Nigeria recently concluded a road-show in Europe.
The Minister of Finance, Ngozi Okonjo-Iweala, said on Wednesday that Nigeria returned to the capital market after two years of absence and sold $1 billion bond with ease.
Ms. Okonjo-Iweala said this in Abuja while briefing newsmen on the recently concluded road show in Europe and U.S. to float the billion dollar bond to international investors.
She said the bonds, which were four times oversubscribed, were improvements on investors’ response to the $500 million bonds floated in 2011.
“The reason we are excited is because as you know, these are turbulent times, especially following expectations of tapering of Qualitative Easing by the U.S. Federal Reserve Bank.
“So, the fact that Nigeria could go to the bond market, after waiting a while and we got four times our subscription, shows confidence in the strength of the Nigerian economy,’’ she said.
Ms. Okonjo-Iweala said that the transaction attracted top investors primarily from US, Europe and Asia.
“The demand was such that we couldn’t meet all of them. Over 200 investors could not get any share of the bonds because we were oversubscribed,’’ she added.
The minister said the $1 billion bond was offered in two categories at the international capital market.
She said that $500 million was offered as a five-year bond at 5.125 per cent interest rate, while the other $500 million was offered as a 10-year bond at 6.375 per cent interest rate.
She added that the two-category offer gave Nigeria the opportunity to achieve an overall cheaper cost of borrowing.

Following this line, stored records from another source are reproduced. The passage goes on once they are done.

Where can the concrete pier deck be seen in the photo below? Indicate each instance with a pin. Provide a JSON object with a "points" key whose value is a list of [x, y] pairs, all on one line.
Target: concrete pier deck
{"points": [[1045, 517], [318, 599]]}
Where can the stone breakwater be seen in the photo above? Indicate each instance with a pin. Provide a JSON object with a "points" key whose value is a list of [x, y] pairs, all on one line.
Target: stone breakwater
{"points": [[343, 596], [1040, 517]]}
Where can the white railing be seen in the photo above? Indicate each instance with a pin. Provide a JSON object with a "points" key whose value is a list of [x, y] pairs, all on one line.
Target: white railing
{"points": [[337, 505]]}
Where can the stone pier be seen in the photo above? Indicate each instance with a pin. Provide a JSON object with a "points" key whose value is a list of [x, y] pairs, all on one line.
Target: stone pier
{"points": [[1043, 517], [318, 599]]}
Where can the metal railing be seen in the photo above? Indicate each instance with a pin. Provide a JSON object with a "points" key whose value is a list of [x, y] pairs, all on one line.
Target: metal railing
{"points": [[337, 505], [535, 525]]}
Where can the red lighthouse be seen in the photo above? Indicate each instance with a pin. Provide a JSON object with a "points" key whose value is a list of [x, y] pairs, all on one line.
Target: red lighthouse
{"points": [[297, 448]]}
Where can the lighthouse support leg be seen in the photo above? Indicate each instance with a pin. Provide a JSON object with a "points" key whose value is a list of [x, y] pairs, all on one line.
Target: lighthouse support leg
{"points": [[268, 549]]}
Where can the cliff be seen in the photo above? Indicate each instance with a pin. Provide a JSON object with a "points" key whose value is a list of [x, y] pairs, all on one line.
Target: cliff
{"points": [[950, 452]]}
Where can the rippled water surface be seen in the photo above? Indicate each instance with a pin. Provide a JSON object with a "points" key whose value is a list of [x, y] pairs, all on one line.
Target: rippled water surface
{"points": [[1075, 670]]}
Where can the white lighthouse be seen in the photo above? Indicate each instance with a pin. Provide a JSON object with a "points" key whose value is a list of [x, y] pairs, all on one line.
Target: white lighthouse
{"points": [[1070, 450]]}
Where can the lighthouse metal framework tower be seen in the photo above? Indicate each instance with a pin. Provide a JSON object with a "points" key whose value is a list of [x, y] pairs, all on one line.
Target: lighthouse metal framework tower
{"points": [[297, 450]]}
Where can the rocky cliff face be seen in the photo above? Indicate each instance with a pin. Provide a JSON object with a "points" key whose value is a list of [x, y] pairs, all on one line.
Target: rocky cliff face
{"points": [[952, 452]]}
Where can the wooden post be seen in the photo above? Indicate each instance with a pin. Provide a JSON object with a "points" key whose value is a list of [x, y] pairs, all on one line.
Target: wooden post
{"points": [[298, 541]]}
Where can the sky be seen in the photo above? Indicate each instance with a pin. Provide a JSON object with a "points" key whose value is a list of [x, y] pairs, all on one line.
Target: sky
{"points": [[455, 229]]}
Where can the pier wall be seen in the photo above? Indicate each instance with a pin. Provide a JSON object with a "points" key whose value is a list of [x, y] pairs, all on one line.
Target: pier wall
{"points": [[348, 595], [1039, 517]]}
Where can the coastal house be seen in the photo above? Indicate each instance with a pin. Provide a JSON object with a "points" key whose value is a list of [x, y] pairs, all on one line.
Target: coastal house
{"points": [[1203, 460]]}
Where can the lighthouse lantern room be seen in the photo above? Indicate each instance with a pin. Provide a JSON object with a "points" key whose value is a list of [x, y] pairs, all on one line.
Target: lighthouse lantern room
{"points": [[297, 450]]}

“This rate is much better than what we got when we did $500 million in 2011.This means that people have more confidence in our economy which is very significant for us,’’ she said.
Ms. Okonjo-Iweala said that the money was designed to support infrastructural projects within the country and not for budget support.

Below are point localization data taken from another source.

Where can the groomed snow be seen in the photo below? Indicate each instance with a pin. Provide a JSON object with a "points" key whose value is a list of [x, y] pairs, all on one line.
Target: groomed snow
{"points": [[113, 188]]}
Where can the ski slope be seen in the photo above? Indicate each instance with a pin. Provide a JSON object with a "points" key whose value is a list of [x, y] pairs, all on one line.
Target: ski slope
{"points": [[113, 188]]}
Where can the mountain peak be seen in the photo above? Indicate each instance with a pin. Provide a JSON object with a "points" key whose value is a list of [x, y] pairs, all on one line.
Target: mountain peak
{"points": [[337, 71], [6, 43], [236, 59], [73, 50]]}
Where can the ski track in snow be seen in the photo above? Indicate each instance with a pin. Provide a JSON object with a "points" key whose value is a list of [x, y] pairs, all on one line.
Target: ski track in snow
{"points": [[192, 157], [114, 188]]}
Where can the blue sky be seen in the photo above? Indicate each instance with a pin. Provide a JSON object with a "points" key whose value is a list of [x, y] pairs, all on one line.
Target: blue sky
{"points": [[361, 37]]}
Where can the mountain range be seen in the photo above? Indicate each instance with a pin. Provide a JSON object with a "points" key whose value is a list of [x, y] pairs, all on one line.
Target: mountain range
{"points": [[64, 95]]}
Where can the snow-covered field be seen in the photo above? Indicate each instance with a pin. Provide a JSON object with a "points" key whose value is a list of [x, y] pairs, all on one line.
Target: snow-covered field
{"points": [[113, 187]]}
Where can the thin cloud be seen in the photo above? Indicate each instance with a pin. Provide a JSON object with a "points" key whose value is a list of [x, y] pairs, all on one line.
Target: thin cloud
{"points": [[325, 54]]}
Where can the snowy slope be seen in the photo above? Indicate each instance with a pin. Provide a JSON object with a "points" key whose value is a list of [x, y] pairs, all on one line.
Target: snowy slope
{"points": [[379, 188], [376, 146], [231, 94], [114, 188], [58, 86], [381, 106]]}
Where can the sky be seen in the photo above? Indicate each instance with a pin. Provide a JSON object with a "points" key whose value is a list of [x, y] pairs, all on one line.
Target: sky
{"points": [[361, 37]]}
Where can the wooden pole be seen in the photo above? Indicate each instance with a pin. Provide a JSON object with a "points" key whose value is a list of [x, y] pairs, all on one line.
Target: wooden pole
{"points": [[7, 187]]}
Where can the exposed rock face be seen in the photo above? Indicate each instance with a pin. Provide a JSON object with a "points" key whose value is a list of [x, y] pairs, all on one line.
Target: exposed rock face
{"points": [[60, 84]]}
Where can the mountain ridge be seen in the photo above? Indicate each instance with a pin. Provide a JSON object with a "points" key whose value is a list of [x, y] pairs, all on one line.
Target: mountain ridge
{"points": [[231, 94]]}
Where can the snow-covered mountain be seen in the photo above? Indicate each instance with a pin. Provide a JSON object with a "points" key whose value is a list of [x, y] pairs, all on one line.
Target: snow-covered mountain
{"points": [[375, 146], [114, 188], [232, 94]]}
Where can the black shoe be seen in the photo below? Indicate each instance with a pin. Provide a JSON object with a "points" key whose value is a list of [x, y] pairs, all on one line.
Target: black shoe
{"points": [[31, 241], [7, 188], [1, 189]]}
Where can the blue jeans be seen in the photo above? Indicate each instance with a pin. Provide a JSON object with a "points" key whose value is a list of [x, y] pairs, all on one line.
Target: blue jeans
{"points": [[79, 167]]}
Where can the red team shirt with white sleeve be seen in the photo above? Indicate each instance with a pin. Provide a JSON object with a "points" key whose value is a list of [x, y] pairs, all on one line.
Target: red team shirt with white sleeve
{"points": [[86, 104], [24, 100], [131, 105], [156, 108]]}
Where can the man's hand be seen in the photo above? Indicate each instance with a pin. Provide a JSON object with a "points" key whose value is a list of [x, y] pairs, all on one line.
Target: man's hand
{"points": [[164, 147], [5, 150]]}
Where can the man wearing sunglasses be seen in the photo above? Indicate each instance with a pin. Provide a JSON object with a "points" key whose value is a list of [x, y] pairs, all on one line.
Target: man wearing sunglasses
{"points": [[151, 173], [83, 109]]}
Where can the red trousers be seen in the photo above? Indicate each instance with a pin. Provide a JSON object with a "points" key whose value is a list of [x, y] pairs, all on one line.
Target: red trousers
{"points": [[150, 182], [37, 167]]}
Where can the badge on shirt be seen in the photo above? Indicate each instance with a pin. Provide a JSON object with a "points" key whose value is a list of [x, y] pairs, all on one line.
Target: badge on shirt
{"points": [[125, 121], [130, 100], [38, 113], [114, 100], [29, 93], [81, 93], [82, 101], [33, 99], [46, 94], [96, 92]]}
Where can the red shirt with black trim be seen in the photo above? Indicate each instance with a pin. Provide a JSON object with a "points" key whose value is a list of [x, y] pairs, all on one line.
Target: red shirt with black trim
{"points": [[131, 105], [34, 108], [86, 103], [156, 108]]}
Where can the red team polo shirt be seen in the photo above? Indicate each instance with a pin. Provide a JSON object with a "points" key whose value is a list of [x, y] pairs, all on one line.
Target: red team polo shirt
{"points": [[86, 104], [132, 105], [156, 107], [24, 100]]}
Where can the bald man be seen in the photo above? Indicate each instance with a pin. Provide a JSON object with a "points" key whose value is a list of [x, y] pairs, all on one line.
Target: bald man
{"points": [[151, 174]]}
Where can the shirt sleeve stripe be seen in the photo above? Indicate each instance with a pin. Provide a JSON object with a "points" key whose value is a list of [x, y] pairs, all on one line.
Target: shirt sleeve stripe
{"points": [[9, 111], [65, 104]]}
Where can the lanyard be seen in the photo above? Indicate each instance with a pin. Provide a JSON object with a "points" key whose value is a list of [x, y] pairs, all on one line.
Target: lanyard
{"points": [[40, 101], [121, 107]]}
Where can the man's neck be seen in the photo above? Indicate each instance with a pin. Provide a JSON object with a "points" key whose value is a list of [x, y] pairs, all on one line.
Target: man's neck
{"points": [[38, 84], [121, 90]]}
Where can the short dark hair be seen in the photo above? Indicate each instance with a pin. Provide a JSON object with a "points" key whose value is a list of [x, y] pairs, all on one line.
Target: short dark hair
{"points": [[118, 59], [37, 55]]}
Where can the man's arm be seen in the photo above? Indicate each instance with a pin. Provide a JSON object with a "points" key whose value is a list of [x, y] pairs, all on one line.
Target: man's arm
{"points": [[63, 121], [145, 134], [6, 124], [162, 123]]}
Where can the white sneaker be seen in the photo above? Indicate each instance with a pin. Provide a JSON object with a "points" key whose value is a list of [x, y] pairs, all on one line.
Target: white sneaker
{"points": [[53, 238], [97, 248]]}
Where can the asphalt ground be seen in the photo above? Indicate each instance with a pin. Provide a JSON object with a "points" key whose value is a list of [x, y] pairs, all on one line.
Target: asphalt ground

“What we have in mind is investment in the power sector. We are looking at funding the transmission grid. As you know, we have privatised both the generation and distribution power plants.

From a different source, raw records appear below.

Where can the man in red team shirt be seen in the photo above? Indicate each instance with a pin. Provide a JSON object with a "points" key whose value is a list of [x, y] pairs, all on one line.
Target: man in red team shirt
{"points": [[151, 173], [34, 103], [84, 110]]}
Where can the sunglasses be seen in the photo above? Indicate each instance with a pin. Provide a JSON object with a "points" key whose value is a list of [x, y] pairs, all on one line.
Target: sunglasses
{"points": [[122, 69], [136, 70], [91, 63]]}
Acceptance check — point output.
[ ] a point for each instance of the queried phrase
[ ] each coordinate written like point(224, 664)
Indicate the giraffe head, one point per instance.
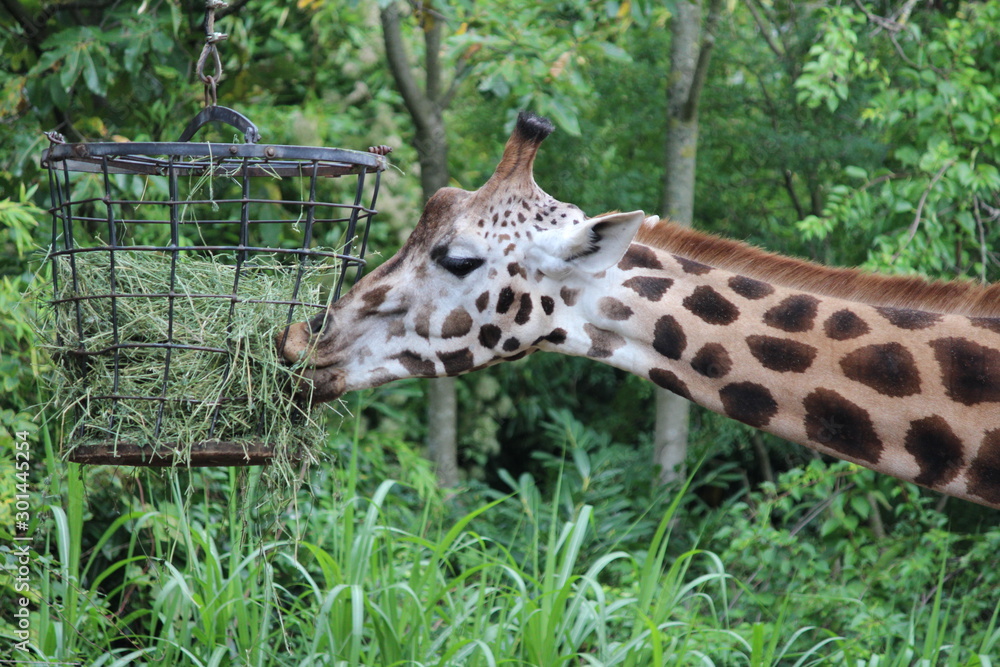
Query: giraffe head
point(482, 279)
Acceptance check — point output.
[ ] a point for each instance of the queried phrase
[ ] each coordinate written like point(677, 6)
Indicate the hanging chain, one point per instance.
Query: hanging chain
point(209, 50)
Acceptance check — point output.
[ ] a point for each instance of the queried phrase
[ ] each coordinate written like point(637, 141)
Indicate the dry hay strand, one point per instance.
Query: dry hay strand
point(242, 394)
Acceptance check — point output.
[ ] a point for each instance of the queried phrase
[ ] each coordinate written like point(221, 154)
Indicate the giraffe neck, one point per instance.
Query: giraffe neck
point(908, 392)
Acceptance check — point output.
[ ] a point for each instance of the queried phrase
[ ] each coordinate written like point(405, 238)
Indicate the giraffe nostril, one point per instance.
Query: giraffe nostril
point(318, 323)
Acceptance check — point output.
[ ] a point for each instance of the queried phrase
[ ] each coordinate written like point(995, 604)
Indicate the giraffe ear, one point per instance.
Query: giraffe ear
point(592, 246)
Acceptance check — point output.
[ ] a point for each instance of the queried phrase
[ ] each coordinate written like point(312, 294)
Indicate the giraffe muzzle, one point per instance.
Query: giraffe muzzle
point(317, 379)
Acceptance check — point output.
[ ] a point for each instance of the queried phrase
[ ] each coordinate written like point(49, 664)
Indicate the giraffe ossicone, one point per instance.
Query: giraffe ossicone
point(897, 374)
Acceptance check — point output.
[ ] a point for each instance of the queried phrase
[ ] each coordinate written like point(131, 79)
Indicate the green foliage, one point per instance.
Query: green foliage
point(822, 146)
point(930, 205)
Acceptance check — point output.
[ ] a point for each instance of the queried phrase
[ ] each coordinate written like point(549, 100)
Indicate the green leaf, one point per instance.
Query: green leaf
point(90, 76)
point(70, 69)
point(856, 172)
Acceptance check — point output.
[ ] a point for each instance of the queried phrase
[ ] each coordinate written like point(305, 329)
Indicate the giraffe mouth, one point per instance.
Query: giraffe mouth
point(320, 385)
point(314, 383)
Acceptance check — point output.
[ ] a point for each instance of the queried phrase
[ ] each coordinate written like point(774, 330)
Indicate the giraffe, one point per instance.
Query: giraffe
point(896, 374)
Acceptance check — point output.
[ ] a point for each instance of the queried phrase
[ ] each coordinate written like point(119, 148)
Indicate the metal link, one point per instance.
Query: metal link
point(209, 50)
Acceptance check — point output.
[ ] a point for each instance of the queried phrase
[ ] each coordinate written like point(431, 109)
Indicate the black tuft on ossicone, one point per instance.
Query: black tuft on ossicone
point(532, 127)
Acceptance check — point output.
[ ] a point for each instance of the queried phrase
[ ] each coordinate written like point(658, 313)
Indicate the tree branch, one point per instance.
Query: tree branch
point(432, 56)
point(399, 65)
point(765, 29)
point(234, 7)
point(704, 58)
point(32, 28)
point(920, 207)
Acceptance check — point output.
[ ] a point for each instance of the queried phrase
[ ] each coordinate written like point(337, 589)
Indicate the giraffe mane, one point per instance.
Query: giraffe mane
point(956, 297)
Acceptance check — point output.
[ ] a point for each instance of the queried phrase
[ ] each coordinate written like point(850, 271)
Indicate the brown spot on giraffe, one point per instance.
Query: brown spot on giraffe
point(905, 318)
point(489, 335)
point(603, 343)
point(373, 299)
point(908, 389)
point(794, 314)
point(989, 323)
point(712, 361)
point(639, 257)
point(748, 288)
point(970, 372)
point(650, 288)
point(482, 301)
point(669, 338)
point(781, 354)
point(691, 266)
point(835, 422)
point(524, 311)
point(937, 450)
point(548, 304)
point(712, 307)
point(505, 300)
point(457, 324)
point(984, 471)
point(749, 402)
point(888, 368)
point(422, 322)
point(845, 325)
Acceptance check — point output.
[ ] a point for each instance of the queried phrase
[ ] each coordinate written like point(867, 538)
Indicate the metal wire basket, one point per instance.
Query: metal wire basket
point(269, 215)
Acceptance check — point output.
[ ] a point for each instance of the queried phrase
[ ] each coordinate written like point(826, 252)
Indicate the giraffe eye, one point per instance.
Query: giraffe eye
point(460, 266)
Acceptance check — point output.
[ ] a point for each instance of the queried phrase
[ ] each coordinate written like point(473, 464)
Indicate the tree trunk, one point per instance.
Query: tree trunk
point(426, 108)
point(690, 53)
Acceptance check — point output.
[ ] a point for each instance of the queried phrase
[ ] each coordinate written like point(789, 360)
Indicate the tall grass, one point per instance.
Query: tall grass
point(362, 573)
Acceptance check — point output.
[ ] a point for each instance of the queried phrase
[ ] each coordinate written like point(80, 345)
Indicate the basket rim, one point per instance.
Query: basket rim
point(79, 156)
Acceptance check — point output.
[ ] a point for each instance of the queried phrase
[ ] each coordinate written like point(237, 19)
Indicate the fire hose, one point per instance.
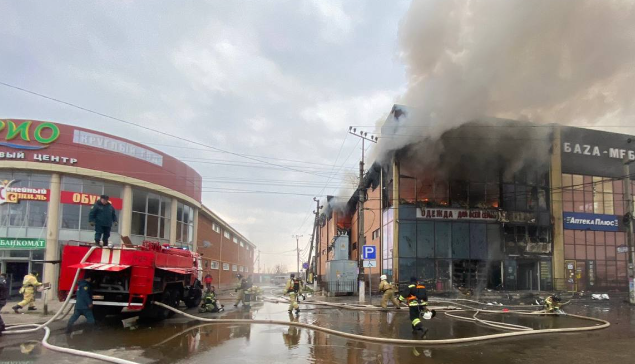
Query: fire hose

“But the transmission and grid remain in government hands and we must keep up with transmission in order to make the entire power sector work.
“We are also investing in building a gas pipeline from the east of the country to the west where we have all these power stations with no access to gas.
“We have already spent about $400 million on it, so we want to complete it with some of the money we are raising now,’’ she said.
She also said the Federal Government may invest in the second Niger Bridge and also support the bulk trader.
“The bulk trader is created to support the power market within the country. The bulk trader will come in to help when the distribution company is unable to purchase the power generated. When power is generated and there is to be any lapse, the bulk purchaser comes in. That makes the market to work,’’ she said.
The Director-General, Debt Management Office (DMO), Abraham Nwankwo said the success of the bond sales was a testament of sound economic management and hard work by the federal government.
“They acknowledge that Nigeria had been consistent in implementing macro-economic and structural reforms over the past ten years.
“This has led to landmark achievement in the banking sector and great strides in the agricultural sector,’’ he said.
Mr. Nwankwo said Nigeria’s decision to transfer from using Excess Crude Account (ECA) to Sovereign Wealth Fund helped to portray the country in good light.